January 7, 2010Comments are closed.attitude
What’s hot?
Giving up the blame game and changing everything
What is traditionally pet-dumping season has become pet-adoption season at Noosa RSPCA animal shelter.
Figures show the amount of abandoned animals taken in by the centre last year dropped to 19, down from 75 pets dumped during the 2008 period.
And while a lot less animals came in, more were adopted out, especially during the Christmas/ New Year period.

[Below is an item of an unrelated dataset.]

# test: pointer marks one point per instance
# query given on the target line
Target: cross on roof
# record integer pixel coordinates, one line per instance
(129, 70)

In 2008, 85 animals were adopted while last year 115 found new homes.
Noosa RSPCA shelter manager Nicole Cleary said they had been run off their feet recently.
“We have been doing huge days, completing up to six or seven adoptions a day,” she said.
It has allowed the shelter to fill those empty cages with needy animals brought in from other shelters across the state.
In the lead-up to Christmas, dogs, cats, puppies and kittens were brought in from Kingaroy, Gympie and Brisbane, while 11 were flown from Townsville.
All up Noosa RSPCA took 84 animals from other shelters last year.
Ms Cleary said it was not just the animals coming from far and wide, but prospective pet owners were also travelling to the shelter from outside of Noosa.
“We have had people from Brisbane and the Gold Coast.”
What’s not?
Calling your public bogans and keeping things the same
Since New Year’s Day, 161 dogs have arrived at the North Melbourne Lost Dogs’ home, and 83 have been reclaimed.
Sixty-one dogs have arrived at the Cranbourne shelter, with 26 reclaimed.
Ms Conroy said illegal fireworks in the suburbs were a major concern. ”Due to the stupidity of bogans setting off illegal fireworks, dogs in the neighbourhood get spooked and end up in here, or worse still – dead.
”We were lucky that it was raining at the time when bogans would have been setting off their fireworks.